||| FROM MATTHEW GILBERT for ORCAS ISLAND LIT FEST |||
Former Wall Street Journal technology reporter and New Yorker business editor Vauhini Vara’s first book, The Immortal King Rao, was among the most highly anticipated releases of the year, and for good reason. Blending her nonfiction skills and experience covering the titans of the tech world with a humble family history in India and looming climate chaos, Vara blurs the line between fantasy and reality in a dystopian “what if” that feels all too real.
Vara will be among the guest artists at this weekend’s Orcas Island Lit Fest. She shared some of her thoughts about the book and her process writing it in the following interview:
Question: There are so many threads to this story – history, hubris, ambition, relationships, and the ultimate dangers of technology. What was your initial impulse in writing it, and how did the various pieces come together?

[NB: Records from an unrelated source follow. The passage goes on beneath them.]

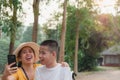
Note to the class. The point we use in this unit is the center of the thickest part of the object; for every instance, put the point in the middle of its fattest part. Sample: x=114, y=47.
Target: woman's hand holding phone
x=9, y=69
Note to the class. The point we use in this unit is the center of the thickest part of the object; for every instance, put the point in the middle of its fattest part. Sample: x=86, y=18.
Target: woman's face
x=27, y=55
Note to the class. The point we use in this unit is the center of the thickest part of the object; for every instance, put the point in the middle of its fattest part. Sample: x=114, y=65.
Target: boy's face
x=45, y=55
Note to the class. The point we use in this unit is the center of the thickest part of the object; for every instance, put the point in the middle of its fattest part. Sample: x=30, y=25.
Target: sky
x=106, y=6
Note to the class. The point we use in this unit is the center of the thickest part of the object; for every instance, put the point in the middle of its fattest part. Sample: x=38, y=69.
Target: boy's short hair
x=51, y=44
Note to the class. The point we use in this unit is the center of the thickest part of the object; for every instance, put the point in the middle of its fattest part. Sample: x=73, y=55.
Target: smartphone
x=11, y=59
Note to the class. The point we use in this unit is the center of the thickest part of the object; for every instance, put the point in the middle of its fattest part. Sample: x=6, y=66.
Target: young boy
x=51, y=70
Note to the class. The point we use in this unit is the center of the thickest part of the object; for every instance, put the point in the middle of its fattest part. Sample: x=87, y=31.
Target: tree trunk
x=76, y=44
x=63, y=33
x=36, y=14
x=13, y=30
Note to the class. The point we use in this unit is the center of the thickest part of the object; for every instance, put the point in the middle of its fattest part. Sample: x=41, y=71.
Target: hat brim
x=33, y=45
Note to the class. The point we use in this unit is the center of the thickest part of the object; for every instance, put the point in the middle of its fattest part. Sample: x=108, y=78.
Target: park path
x=109, y=73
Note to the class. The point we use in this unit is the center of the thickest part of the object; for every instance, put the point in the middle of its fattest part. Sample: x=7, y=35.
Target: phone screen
x=11, y=59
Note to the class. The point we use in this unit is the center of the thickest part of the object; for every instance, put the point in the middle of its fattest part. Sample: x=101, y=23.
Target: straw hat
x=33, y=45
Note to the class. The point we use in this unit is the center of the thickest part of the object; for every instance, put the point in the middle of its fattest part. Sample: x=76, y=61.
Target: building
x=111, y=56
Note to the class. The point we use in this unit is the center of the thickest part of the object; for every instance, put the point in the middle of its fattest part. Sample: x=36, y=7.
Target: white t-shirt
x=56, y=73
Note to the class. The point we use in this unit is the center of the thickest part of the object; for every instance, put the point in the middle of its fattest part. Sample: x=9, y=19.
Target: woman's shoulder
x=37, y=65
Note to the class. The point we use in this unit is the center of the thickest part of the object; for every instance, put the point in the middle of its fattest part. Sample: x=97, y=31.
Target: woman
x=27, y=56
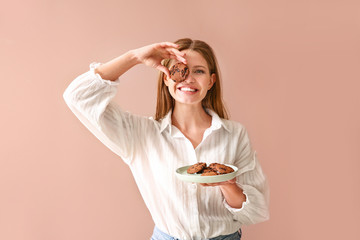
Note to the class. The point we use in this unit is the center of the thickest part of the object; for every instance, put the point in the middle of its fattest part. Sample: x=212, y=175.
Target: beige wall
x=290, y=75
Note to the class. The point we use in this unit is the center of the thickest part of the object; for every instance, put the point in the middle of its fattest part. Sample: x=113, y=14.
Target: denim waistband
x=160, y=235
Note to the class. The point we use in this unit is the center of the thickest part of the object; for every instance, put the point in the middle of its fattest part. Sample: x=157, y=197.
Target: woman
x=190, y=126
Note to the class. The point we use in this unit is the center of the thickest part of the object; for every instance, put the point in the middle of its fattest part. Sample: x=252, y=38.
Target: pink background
x=290, y=75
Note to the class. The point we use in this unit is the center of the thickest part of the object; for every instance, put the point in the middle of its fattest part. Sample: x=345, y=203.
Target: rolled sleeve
x=90, y=98
x=253, y=182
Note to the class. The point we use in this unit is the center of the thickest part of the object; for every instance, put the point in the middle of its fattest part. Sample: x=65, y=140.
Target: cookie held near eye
x=179, y=72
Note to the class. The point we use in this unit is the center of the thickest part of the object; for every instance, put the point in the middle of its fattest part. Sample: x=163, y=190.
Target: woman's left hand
x=229, y=182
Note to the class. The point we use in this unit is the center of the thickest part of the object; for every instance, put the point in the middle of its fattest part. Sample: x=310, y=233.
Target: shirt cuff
x=235, y=210
x=93, y=66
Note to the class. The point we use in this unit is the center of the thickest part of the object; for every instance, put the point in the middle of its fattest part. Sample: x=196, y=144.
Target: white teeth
x=187, y=89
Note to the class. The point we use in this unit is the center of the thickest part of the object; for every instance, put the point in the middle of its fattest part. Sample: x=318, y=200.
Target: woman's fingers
x=168, y=44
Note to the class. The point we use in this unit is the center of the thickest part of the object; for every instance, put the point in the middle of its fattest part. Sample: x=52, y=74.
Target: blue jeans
x=159, y=235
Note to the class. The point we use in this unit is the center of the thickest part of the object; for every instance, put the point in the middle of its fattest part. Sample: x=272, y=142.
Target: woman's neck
x=190, y=118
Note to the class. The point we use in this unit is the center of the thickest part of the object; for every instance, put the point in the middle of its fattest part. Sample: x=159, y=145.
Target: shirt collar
x=216, y=121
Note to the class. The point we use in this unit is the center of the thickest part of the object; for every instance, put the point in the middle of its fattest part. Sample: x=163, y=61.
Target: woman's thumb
x=164, y=69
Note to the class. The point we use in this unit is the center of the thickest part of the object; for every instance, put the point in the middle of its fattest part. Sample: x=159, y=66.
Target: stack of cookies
x=211, y=170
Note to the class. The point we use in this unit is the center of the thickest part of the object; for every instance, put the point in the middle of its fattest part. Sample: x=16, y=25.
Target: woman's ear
x=212, y=80
x=166, y=79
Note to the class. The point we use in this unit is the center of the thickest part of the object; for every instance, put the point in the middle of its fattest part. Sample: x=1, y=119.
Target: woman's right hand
x=152, y=55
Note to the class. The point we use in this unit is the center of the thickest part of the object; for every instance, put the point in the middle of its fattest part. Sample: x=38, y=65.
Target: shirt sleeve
x=252, y=180
x=90, y=98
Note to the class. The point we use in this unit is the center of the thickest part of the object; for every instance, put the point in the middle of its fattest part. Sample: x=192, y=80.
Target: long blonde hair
x=213, y=99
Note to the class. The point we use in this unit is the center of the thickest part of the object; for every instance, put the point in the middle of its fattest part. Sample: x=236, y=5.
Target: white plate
x=182, y=174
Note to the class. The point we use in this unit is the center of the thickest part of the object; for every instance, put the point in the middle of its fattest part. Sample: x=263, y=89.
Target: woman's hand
x=229, y=182
x=232, y=193
x=153, y=54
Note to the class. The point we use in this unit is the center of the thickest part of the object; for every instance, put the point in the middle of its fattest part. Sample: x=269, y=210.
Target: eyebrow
x=199, y=66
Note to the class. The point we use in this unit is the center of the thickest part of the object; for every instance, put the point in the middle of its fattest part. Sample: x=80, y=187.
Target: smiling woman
x=190, y=126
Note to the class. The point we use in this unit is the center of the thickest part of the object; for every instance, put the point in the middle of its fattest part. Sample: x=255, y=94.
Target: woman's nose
x=189, y=78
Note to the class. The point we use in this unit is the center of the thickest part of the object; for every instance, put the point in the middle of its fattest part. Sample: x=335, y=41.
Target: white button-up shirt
x=155, y=149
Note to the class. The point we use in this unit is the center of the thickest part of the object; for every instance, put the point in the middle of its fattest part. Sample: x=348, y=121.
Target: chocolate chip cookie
x=196, y=168
x=179, y=72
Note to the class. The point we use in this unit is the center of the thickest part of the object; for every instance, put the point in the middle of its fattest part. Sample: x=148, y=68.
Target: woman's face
x=194, y=88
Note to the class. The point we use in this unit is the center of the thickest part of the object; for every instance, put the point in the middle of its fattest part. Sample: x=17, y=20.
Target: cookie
x=196, y=168
x=209, y=173
x=179, y=72
x=213, y=166
x=223, y=169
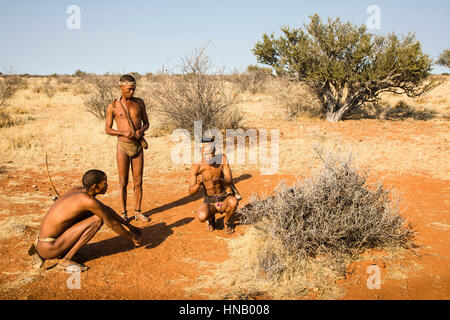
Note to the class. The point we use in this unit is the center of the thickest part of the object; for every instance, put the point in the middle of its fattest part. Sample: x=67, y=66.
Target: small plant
x=197, y=93
x=103, y=93
x=302, y=237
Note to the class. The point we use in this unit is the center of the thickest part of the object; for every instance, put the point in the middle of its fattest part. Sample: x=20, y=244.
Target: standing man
x=132, y=121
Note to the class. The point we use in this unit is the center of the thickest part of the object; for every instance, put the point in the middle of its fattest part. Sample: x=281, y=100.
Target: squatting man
x=74, y=219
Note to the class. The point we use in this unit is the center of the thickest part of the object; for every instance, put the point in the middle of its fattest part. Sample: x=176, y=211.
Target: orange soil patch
x=177, y=249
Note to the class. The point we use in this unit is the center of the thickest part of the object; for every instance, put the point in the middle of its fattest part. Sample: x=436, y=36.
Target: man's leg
x=137, y=169
x=71, y=241
x=229, y=207
x=123, y=166
x=207, y=212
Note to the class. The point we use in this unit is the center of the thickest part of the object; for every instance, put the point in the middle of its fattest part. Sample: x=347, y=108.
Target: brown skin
x=215, y=178
x=74, y=219
x=139, y=117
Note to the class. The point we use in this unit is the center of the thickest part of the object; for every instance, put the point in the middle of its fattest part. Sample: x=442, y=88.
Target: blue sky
x=142, y=36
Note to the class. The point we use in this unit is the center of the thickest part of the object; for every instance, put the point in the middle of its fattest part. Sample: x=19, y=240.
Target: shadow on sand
x=188, y=199
x=152, y=236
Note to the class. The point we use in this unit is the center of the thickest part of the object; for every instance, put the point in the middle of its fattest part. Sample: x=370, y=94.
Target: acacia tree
x=444, y=58
x=345, y=65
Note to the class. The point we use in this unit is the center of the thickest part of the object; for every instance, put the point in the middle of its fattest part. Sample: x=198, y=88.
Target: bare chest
x=120, y=114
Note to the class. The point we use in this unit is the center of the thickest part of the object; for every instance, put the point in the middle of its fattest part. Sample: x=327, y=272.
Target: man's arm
x=109, y=122
x=227, y=176
x=145, y=121
x=195, y=181
x=111, y=218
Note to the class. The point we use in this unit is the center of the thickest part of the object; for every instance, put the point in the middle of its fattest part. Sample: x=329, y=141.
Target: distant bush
x=79, y=73
x=444, y=58
x=319, y=225
x=346, y=65
x=9, y=85
x=197, y=93
x=50, y=88
x=103, y=93
x=403, y=111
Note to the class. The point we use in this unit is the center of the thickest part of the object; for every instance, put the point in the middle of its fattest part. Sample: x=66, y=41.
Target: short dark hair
x=92, y=177
x=127, y=78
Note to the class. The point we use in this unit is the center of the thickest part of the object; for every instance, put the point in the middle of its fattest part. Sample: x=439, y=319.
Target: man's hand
x=137, y=238
x=129, y=134
x=139, y=134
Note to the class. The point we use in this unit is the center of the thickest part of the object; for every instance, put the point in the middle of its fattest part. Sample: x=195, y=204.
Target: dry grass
x=302, y=238
x=62, y=126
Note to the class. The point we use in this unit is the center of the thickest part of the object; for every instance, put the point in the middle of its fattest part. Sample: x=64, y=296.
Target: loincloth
x=132, y=149
x=216, y=201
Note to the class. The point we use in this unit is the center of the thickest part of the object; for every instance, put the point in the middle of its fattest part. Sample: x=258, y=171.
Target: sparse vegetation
x=444, y=58
x=320, y=224
x=197, y=93
x=345, y=65
x=103, y=93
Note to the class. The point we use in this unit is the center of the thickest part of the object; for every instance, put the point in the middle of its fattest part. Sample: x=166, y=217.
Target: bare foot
x=228, y=227
x=211, y=224
x=70, y=265
x=140, y=217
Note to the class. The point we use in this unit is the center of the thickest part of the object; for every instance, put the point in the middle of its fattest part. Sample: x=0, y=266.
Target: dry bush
x=50, y=87
x=298, y=100
x=254, y=80
x=197, y=93
x=401, y=111
x=9, y=85
x=6, y=120
x=302, y=237
x=104, y=90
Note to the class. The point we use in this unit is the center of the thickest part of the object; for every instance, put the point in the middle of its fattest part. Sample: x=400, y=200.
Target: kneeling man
x=215, y=176
x=74, y=219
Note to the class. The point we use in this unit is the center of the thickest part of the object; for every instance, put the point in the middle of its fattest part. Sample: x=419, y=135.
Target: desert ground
x=179, y=258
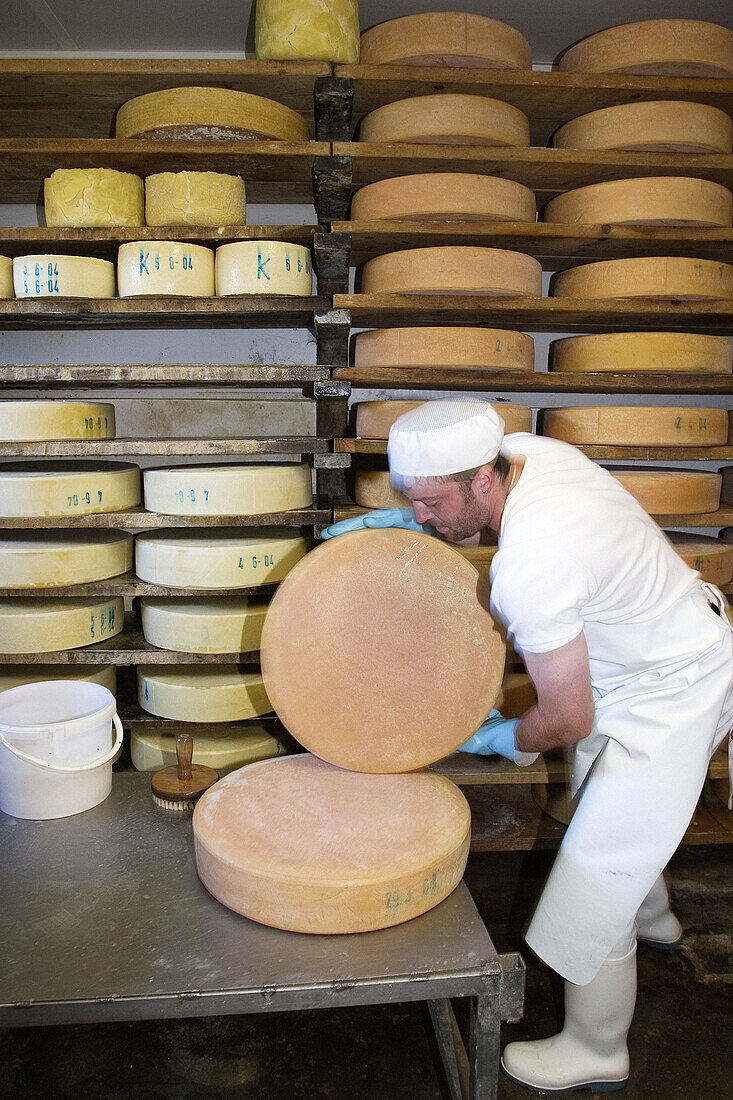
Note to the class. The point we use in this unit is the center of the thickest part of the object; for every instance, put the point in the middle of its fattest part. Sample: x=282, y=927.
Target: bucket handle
x=66, y=768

Answer: My first job out of college, in 2004, was as a technology reporter at the Wall Street Journal, where the main companies I wrote about were Oracle, run by Larry Ellison, and Facebook, run by Mark Zuckerberg. I became fascinated with these men — partly because they had built really successful, innovative companies but also because while they seemed all-powerful, they also faced serious pressures, especially from those who had invested in their companies.
Later, in 2009, I was on a leave of absence from the journal to attend graduate school when my dad, who grew up in a Dalit family on a coconut grove in South India, suggested that I write a novel based partly on his family. I thought it was a good idea, and as I began to write, I ended up with a character — King Rao — who is born on a coconut grove like my dad’s but ends up moving to the U.S. in the 1970s and starting a tech company.
Historically, my dad’s family used to be tenant farmers — they didn’t own the land on which they worked — but in the 20th century, as it began to be possible for Dalit families to own land, they ended up taking ownership of the land on which they’d worked for generations.
Question: What was your biggest challenge in the writing of King Rao?
Answer: The entire process was challenging, but I think the hardest part was imagining the dystopian future in which much of the novel takes place. I come from a literary fiction background — not a science fiction one — and I really had to learn new skills, like world-building, in order to make this story work.
I wanted to build a world that could plausibly arise over the next several decades if we keep moving in the direction we’re currently moving in — a world in which AI (artificial intelligence) algorithms play an even bigger role in corporate and government decision-making; a world in which the wealth gap between the richest and poorest is even wider; a world in which climate change has moved even further toward having devastating and irreversible consequences. Then I had to imagine that world. For that part, I relied partly on research: I read official reports that tried to predict the course of climate change, for example, and corporate white papers laying out how technology might be used to allow people to connect to the Internet with their minds (see Elon Musk’s Neuralink). All of that — plus my own imagining — played a role. As for how people engage with technology, it was important for me to show, in the novel, how technology is a human-made product — influenced by our own biases and greed — just like any other.
Question: Can you share something more of your intentions in writing the book beyond your initial impulse, and/or how the characters or the storyline shifted during the process?
Answer: The challenge I set for myself was to tell a story about global capitalism that took place in familial, domestic spheres. At first, the main character Athena was telling only the story of her father and his ascent; it was only over time that I became interested in her own narrative, and I made that more dominant.
Question: Do you feel that you’ve switched over from journalism to fiction writing?
Answer: Not at all. I began writing fiction in college and have consistently written and published fiction since — short stories, in literary journals. I’ve also consistently worked as a journalist and an editor, which I’ll continue to do. I love both fiction and journalism too much to abandon either one. In fact, I recently published a piece in Wired [“Fast, Cheap, and Out of Control: Inside Shein’s Sudden Rise”] — an investigation into a fashion company called Shein, which is the third most valuable private company in the world after SpaceX and TikTok’s parent company — a day after my novel came out.
Question: You spent a significant chunk of your upbringing in the Seattle area, and much of the story takes place in those environs. Is there something about this area that is especially appealing to you? Do you consider yourself a “PNW writer?”
Answer: I think of the Pacific Northwest as home — so, yes, I absolutely do proudly consider myself a Pacific Northwest writer!